2. CLASSIFICATION SYSTEMS FOR ORGANIZING LARGE ELECTRONIC INFORMATION ARCHIVES

2.1. Advantages of Classification-Based Interfaces

Organizing books and documents in a digital library interface by an a priori classification system may seem to be a weak alternative to the variety of ad hoc organizations possible in response to searches. However, a consistent structure, reflecting a commonly agreed upon organization of knowledge, may help orient the user. As suggested by Mann[15]:

Given identical computer systems for searching the catalog records, is there an additional and substantial advantage in being able to search the full texts themselves in subject-browseable groups?
I submit that anyone who actually has to do research, especially in unfamiliar subject areas or in languages in which he [sic] has little proficiency, would have a decided and fully justified preference for working in Library A [with subject-browseable groups]. (page 131).

Indeed, an interface which reflects the structure of the classification system essentially provides suggestions to a user about further options to pursue following a search. That is, after a search a user can select from the node labels of the classification system near the search hits to identify the subdivisions that may help further refine the search. The classification system can also be used to restrict searches so as to reduce the computational cost and avoid overwhelming users with spurious information.

This paper considers two types of interfaces for accessing books and documents organized in classification systems. The interfaces have been implemented in the X Window System using Motif widgets. The first interface (Section 2) is for the Dewey Decimal Classification (DDC). this uses the hierarchical organization to facilitate browsing and the presentation of book records. The second interface (Section 3) manages documents organized by a type of faceted classification system.

2.2. OPACs and Electronic Book Interfaces

Several interfaces have been developed for accessing online book records. However, most Online Public Access Catalog (OPAC) interfaces are designed for ASCII terminals and do not have advantages, such as direct manipulation, associated with GUIs. Other OPACs provide extensive term searching but do not take advantage of the hierarchical organization [8]. Book cataloging systems also provide access to the hierarchical classifications. However, these generally have only simple graphical interfaces (e.g., [18]) and are not documented in the literature. Some prototype electronic catalogs introduce creative interfaces but may not scale well for large collections [4,17,19]

Interfaces for electronic books have now been widely studied, but relatively little attention has been paid to the management of collections of books in these systems. The SuperBook(TM)browser [6,7] takes advantage of the hierarchical structure of individual documents. For instance, it presents chapter and section headings in a dynamic Table of Contents (TOC). However, the SuperBook browser itself is not effective for navigating a hierarchical book classification system; it does not easily support fielded search, and it is not designed for presenting and manipulating short records.

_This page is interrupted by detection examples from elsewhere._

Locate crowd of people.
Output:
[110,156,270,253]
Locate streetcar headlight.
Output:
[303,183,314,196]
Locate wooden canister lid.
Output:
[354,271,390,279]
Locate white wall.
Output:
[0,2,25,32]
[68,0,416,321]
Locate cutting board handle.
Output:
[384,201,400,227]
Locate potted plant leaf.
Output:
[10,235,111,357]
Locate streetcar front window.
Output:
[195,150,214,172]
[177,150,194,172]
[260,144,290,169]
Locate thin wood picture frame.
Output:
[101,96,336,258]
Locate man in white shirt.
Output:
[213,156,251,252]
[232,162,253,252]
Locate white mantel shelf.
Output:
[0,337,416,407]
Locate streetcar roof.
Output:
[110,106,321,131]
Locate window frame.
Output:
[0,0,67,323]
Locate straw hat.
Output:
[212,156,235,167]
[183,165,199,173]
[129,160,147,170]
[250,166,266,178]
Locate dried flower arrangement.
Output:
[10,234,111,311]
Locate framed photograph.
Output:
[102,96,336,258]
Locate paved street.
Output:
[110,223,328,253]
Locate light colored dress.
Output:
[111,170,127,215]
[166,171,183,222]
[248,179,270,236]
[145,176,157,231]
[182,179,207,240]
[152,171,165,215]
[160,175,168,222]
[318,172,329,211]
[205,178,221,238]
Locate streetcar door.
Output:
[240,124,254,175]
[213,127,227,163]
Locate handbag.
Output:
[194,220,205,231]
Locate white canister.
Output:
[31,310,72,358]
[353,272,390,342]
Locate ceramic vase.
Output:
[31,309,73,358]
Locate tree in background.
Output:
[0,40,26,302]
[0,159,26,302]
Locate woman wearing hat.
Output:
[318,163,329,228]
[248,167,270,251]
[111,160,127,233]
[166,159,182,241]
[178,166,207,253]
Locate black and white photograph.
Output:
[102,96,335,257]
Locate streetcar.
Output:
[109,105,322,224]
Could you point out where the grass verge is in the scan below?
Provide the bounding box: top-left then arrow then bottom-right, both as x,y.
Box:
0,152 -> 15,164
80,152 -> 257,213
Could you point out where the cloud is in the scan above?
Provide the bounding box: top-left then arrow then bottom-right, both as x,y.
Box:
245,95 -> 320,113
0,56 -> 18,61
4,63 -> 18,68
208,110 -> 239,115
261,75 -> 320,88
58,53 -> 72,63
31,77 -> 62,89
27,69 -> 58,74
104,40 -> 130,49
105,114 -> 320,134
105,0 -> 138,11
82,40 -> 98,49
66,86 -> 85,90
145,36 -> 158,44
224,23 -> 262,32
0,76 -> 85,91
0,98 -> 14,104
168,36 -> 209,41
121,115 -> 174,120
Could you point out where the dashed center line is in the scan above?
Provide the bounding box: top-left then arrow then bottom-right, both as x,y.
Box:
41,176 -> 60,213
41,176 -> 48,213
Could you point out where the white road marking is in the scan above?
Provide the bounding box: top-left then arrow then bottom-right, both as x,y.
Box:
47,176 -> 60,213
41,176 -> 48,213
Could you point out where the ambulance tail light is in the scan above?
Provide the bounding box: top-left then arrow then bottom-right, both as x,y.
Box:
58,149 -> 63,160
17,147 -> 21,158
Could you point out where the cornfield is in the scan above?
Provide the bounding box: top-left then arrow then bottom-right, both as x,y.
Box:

Section 2 describes an interface that incorporates interface features from other systems and adds many new ones. Among these features are fisheye browsing of the classification hierarchy, a full Book Shelf, interlocking operation of the classification hierarchy and Book Shelf display, posting search hits against the classification hierarchy, control of search hit displays on the Shelf, control of the granularity of the search hit displays, and lateral links across the classification hierarchy. Moreover, it supports a realistically large collection of book records.

2.3. Interface for Faceted Classifications

Many classification hierarchies have multiple components. These include faceted classifications [21], polyhierarchies, and multitrees [10]. Faceted classifications are the most widely explored of these systems and they have been proposed as suitable for online retrieval by Godert [11]; but electronic systems to manage these have not been previously described. Because documents may be included under several different nodes of a faceted classifications, the faceted classifications are a type of directed acyclic graph. On the other hand, any faceted classification can be expanded as a simple hierarchy.

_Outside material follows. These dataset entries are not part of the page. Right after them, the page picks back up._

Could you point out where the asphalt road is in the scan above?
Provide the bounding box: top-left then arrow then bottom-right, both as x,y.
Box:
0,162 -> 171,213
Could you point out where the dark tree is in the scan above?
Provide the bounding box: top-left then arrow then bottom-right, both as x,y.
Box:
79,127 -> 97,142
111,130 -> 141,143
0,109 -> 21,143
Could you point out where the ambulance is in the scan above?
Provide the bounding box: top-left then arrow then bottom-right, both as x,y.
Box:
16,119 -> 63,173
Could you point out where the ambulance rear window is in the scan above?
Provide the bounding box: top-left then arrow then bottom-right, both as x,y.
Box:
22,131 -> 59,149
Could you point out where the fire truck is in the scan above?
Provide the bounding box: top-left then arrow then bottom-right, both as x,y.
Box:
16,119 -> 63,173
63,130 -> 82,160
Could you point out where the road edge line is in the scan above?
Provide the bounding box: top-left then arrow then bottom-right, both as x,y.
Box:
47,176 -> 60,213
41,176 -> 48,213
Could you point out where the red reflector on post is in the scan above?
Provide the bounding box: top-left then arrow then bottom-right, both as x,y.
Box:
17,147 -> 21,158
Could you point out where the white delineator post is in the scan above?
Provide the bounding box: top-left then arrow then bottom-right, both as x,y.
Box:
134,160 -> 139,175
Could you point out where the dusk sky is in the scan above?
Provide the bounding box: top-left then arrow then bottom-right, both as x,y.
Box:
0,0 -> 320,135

Some classification systems are partially faceted. For instance, books in the DDC under Art History are organized by geographic areas and historical periods. Books organized by the Library of Congress system include Cutter number extensions which are orthogonal to the main classifications. Many other classification systems, such as the INSPEC Classification for engineering and the ACM Computing Reviews (CR) classification system [2] are faceted.

3. HIERARCHICAL-CLASSIFICATION INTERFACE

Figure 1 shows an interface that allows interaction with the DDC. The user has navigated the Subject Hierarchy List to 005.1000 Programming. The interface is composed of three main groups of widgets which are described below.

Figure 1: GUI for Book Records Organized by Dewey Decimal Classification.

3.1. Interface Widgets

3.1.1 Book Records and the Dewey Decimal Classification

The DDC probably is the most widely used international classification system. It is also one of the purest hierarchies of the major library classification systems. The DDC was designed for cataloging books [18], but it has been suggested as the basis for an interface to help the casual user [16]. With the introduction of high-powered personal workstations and flexible GUIs, the accomplishment of this goal for the casual user is now feasible. The headings for a large part of the DDC were obtained and merged with the book records. While the DDC, as with any classification system, is not suitable for all tasks, it is useful for a large range of tasks and is familiar to many users. In preparing the corpus, long call numbers were truncated to 4 decimal places. In a few cases, the hierarchy was not complete and filler headings were inserted. For instance, in the Classification immediately below the first-level node 000.0 Generalities is the third-level node 001.0 Knowledge. A second-level heading 000.0 General was created to match other second-level headings under 000.0 Generalities such as 010.0 Bibliography.

Book and document records numbered by the DDC were obtained from the Bellcore Technical Libraries. They covered approximately 50,000 books and technical reports. Each record included the shelf number, author, title, publisher, location, a subject field, and a list of the library locations where the book was held.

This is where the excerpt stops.